Concern over the direction of development along Laguna Canyon Road has gained momentum in recent months since local sculptor Louis Longi’s artist’s work/live project put a spotlight on apparent inconsistencies in the city’s zoning along the highway.

“We’ve heard it….canyon, canyon, canyon. Sooner or later we need to address canyon plans and the annexation specific plan,” realtor and former planning commission member Bob Chapman said at a joint meeting between city planners and elected officials five weeks ago.

That time has come. Council member Steve Dicterow called for a canyon zoning discussion, scheduled for Tuesday’s meeting, May 6.

Longi’s project, approved locally last month, threw into relief contradictory development policies along the road. The Laguna Canyon Annexation Area Specific Plan, which was adopted in 1991 after the area was annexed in 1989, calls for retaining the natural setting and rural atmosphere and encourages small, rural scale development.

Yet Longi’s project also falls within a light industrial zone in the canyon with development standards that seem to allow its size and use, contradicting the specific plan.

Many people want to see this kind of discrepancy sorted out before the city approves any more projects.

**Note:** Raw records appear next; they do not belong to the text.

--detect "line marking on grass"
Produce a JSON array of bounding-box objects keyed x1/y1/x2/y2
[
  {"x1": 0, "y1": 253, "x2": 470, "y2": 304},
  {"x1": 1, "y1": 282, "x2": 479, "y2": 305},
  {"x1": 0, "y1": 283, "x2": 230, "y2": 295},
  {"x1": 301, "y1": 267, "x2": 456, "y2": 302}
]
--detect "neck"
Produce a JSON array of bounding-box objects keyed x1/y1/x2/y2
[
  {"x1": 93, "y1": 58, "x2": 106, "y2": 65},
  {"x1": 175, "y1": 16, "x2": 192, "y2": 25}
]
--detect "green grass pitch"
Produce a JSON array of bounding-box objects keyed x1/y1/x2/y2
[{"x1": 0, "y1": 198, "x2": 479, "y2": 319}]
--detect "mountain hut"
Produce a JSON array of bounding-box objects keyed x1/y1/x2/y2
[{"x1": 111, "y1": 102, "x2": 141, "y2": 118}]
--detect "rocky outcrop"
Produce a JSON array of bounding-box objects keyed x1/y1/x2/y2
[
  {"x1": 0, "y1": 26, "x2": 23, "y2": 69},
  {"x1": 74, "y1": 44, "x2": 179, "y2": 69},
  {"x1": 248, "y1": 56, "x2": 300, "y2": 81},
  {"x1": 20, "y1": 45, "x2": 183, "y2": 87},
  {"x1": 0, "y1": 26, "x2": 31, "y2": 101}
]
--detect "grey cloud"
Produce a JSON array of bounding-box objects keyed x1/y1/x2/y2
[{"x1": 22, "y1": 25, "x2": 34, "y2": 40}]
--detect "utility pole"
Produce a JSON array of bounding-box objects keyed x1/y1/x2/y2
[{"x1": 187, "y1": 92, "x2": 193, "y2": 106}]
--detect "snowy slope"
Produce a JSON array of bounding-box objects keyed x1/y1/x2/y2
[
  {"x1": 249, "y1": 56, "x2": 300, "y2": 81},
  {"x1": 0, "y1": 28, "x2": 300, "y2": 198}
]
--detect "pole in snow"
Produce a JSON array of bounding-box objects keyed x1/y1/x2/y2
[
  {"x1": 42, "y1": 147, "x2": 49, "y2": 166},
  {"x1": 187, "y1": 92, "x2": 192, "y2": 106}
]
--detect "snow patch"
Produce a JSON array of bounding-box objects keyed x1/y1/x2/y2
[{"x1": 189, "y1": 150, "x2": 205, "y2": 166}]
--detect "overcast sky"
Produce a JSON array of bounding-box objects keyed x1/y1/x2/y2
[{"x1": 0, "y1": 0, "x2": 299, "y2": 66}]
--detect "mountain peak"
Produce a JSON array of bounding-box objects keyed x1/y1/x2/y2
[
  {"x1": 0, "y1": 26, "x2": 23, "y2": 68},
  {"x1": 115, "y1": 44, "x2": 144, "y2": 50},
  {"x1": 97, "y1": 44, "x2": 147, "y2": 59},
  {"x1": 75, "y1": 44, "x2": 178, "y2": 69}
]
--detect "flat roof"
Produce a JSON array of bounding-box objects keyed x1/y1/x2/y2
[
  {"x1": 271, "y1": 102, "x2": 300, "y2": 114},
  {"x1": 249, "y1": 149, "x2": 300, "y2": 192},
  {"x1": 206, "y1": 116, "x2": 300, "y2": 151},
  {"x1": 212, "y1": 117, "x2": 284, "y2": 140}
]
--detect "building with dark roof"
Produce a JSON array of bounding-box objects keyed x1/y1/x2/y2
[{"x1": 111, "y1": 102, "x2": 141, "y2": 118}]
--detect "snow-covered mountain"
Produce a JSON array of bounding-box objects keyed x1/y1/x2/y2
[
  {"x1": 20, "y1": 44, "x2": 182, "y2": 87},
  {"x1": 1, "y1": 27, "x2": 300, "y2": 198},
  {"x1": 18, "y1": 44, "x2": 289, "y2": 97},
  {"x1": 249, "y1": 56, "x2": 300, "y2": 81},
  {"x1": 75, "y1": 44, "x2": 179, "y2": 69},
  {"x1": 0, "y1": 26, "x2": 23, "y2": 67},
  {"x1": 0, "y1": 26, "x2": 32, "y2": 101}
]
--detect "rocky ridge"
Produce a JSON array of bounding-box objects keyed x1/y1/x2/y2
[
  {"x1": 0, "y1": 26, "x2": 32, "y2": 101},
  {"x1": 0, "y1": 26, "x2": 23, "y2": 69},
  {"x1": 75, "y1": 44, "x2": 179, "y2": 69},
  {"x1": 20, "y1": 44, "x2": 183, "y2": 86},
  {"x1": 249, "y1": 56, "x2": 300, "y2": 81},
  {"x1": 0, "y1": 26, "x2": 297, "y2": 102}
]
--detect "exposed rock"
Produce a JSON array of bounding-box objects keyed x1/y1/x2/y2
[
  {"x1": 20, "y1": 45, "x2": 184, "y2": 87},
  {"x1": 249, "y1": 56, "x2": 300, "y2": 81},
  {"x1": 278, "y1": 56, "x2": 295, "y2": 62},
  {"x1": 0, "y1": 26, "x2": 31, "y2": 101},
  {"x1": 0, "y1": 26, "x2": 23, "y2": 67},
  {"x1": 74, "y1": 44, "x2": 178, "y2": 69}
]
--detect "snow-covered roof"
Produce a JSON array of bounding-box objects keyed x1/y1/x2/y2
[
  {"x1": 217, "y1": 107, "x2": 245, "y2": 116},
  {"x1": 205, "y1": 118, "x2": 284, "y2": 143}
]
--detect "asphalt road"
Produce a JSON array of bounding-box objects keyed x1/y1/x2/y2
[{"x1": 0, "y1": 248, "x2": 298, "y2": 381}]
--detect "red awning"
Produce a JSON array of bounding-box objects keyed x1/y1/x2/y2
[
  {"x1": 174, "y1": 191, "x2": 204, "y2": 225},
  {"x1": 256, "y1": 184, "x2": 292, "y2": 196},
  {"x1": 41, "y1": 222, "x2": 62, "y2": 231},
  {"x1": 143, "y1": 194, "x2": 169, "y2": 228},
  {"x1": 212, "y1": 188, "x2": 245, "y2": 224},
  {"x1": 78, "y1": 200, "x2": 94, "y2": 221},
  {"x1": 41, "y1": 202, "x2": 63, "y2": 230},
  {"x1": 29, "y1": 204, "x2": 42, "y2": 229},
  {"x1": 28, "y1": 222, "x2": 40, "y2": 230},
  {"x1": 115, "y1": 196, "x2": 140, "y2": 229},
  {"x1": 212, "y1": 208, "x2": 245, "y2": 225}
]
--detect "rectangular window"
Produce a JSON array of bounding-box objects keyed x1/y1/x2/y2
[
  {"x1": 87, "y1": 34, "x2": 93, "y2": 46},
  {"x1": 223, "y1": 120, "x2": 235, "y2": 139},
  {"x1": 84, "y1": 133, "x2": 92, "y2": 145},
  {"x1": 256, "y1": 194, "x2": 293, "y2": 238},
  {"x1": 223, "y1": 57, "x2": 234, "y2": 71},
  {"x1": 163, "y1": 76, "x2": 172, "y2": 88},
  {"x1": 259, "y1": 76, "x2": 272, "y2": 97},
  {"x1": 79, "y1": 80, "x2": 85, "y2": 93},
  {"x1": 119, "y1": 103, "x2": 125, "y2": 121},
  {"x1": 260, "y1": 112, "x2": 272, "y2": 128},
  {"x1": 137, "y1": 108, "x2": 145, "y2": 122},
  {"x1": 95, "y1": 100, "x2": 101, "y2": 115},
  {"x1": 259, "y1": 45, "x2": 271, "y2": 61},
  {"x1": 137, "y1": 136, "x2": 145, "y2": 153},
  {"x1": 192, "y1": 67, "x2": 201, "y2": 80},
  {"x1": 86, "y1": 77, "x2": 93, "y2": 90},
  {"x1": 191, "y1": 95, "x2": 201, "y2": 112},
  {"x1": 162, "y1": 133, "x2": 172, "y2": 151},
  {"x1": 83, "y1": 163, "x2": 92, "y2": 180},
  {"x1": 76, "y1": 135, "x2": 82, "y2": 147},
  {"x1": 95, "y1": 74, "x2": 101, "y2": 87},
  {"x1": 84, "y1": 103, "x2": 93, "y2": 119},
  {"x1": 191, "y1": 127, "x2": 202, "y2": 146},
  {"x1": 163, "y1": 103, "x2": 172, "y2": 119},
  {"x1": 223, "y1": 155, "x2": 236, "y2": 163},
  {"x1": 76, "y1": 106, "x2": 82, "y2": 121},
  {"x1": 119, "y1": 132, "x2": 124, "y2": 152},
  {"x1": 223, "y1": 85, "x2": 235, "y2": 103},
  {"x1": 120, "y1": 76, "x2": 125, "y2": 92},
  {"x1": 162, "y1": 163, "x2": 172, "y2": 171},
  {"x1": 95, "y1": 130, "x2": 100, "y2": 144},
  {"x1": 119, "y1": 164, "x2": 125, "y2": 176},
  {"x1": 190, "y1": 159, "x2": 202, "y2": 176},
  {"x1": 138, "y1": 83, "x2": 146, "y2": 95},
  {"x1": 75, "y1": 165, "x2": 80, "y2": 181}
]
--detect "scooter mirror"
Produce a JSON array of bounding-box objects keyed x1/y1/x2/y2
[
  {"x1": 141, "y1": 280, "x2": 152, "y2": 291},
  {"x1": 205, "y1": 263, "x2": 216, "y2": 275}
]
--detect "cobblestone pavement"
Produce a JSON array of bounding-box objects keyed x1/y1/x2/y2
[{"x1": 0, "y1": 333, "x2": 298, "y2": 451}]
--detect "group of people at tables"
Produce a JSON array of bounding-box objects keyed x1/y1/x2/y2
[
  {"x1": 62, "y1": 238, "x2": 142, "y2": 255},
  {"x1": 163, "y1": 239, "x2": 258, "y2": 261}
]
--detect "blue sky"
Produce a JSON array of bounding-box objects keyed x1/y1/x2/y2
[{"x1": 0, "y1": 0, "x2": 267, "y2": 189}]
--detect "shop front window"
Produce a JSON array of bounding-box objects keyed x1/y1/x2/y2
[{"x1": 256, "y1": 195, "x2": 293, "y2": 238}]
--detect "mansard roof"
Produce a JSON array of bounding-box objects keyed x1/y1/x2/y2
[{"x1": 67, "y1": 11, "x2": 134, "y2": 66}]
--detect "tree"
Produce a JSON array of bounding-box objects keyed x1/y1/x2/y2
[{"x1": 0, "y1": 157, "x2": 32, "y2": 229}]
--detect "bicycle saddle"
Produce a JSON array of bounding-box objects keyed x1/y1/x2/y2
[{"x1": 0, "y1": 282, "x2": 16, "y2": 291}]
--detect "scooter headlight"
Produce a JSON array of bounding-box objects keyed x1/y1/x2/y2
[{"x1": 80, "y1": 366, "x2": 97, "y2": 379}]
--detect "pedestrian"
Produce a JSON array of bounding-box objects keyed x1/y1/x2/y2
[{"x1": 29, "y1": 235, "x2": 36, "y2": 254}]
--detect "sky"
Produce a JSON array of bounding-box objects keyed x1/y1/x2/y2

At the April 1 hearing over the Longi project, Linda Morgenlander, of Acme Architecture, insisted that “piecemeal approval of projects is not the way to do this” in light of what she described as a “planning crisis that needs to be addressed.”

Indeed, two subsequent proposals in Laguna Canyon in recent months illustrate her point – a 97,025 square-foot storage facility at Big Bend, and a 40-unit permanent housing facility for the mentally disabled homeless next to the dog park.

Both served to amp up pressure for a cohesive development plan for the whole canyon to iron out zoning inconsistencies and establish a vision for the entry into town.

John Hamil, vice president of the Laguna Canyon Property Owners Association, which vociferously opposed Longi’s project as inconsistent with the local plan, said that his group found common ground with residents from Castle Rock, Racquel Road, Stan Oaks Lane and Canyon Acres in their concern about pending development, and they established a new coalition, Canyon Alliance Neighborhoods Defense Organization, or CAN DO.

The coalition has yet to take a position on the housing proposal, but would like a development moratorium to halt piecemeal development until a comprehensive plan is put into play, Hamil said.